The saving grace here is that an attacker needs to be on the same network as the victim machine, in order to MItM the connection to the update server. Either way, if you have Dell hardware, go check for this issue and update if it’s there, or at least turn off BIOSConnect.

Unplug Your MyBooks

There’s been a rash of ransomware attacks against consumer NAS devices, and it looks like Western Digital’s My Book Live might be the next device to be hit. Multiple users discovered their drives wiped on the 23rd, and a log note that a factory restore had been triggered. WD has released a statement, acknowledging the issue, and recommending that anyone with a My Book Live unplug it from the network right away, and leave it offline until they can get to the bottom of the issue. The latest official news is a reference to a 2018 CVE, a pre-auth network RCE. What immediately comes to mind is that a particularly obnoxious ransomware program could include this attack as part of an effort to destroy backups. The odd part is that none of the affected users have reported a ransomware note.

Windows 11

Microsoft announced Windows 11, and while there was the normal marketing hype and keynotes, there were a couple interesting security-related tidbits, mostly in the updated system requirements. First up is the Trusted Platform Module 2.0 requirement. Most modern motherboards ship with a firmware TPM, but often disabled by default. If you try running the upgrade check, and were told that your nearly-new system can’t run Windows 11, that’s probably why. But why would Microsoft require a TPM for everyone? Credit to Robert Graham for this one: TPM is a requirement for BitLocker, the high quality whole disk encryption software built into Windows. This would indicate that BitLocker is going to be on for everyone, rather than a feature you have to manually enable.

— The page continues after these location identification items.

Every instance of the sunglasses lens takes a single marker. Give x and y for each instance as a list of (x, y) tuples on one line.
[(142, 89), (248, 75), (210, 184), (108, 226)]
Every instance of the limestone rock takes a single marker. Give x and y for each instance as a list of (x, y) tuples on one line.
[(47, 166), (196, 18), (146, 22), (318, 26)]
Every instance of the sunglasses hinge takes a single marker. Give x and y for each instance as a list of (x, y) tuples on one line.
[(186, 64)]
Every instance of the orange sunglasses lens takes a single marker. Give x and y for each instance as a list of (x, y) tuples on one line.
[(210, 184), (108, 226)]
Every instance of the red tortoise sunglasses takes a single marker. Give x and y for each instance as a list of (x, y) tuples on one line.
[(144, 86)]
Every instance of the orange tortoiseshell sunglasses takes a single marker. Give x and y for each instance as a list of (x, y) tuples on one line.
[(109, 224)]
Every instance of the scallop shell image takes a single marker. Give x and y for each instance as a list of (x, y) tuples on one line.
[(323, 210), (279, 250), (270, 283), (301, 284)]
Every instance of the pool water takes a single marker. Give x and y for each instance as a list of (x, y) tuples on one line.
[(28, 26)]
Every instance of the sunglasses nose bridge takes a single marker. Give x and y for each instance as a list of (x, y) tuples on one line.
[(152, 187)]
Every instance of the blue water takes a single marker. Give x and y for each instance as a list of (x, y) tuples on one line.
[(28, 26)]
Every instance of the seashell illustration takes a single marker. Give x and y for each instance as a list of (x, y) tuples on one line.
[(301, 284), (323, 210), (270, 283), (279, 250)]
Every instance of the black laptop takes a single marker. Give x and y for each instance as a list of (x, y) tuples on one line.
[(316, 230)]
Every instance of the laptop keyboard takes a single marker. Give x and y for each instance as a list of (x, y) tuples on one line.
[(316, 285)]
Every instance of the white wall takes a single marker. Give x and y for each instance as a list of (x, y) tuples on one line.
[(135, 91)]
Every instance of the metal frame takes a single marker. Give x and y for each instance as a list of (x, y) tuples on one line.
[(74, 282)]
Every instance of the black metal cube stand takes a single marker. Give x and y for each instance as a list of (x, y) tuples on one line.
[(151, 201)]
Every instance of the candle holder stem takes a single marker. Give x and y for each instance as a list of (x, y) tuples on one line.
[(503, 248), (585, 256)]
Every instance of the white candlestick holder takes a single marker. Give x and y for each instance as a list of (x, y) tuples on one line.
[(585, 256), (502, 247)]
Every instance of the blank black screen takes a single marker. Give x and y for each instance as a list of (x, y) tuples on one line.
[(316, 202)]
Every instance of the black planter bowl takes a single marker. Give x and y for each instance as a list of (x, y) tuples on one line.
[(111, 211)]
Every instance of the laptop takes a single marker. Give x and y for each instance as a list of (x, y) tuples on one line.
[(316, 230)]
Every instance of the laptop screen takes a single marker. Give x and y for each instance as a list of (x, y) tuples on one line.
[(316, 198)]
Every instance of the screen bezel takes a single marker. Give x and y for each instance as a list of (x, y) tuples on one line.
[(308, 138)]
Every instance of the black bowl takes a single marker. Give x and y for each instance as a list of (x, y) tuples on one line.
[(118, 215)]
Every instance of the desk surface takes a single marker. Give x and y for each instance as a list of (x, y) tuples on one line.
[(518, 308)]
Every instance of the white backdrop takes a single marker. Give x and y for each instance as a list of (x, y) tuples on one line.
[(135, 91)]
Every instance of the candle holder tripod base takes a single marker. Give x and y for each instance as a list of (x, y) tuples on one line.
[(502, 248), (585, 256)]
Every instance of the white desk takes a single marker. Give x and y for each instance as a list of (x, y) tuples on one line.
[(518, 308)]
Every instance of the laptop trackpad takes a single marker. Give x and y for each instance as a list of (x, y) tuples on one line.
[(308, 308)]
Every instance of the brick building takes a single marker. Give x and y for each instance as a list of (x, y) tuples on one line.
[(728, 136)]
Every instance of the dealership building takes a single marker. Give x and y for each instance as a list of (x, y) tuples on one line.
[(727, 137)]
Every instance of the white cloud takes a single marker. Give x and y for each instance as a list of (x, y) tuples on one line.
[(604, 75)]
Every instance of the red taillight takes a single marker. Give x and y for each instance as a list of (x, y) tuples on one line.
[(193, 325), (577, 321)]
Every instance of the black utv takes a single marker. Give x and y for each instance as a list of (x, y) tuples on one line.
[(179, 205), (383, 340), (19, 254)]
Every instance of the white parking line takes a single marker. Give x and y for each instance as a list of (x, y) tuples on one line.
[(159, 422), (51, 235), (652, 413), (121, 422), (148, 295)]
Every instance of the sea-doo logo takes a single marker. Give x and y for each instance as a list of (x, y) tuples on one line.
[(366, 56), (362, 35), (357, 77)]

The other somewhat surprising change is that Microsoft is doing away with support for 32-bit processors, and going to 64-bit Windows only. There are sure to be some issues for people still running 16-bit code, which won’t execute at all under 64-bit Windows. There are, however, quite a few security features that only run on 64-bit windows, like ASLR, signed drivers, the NX bit for Data Execution Protection, and PatchGuard. While the reduced engineering burden of dropping 32-bit Windows was likely the major driver in this decision, the Windows platform will be significantly more secure as a result.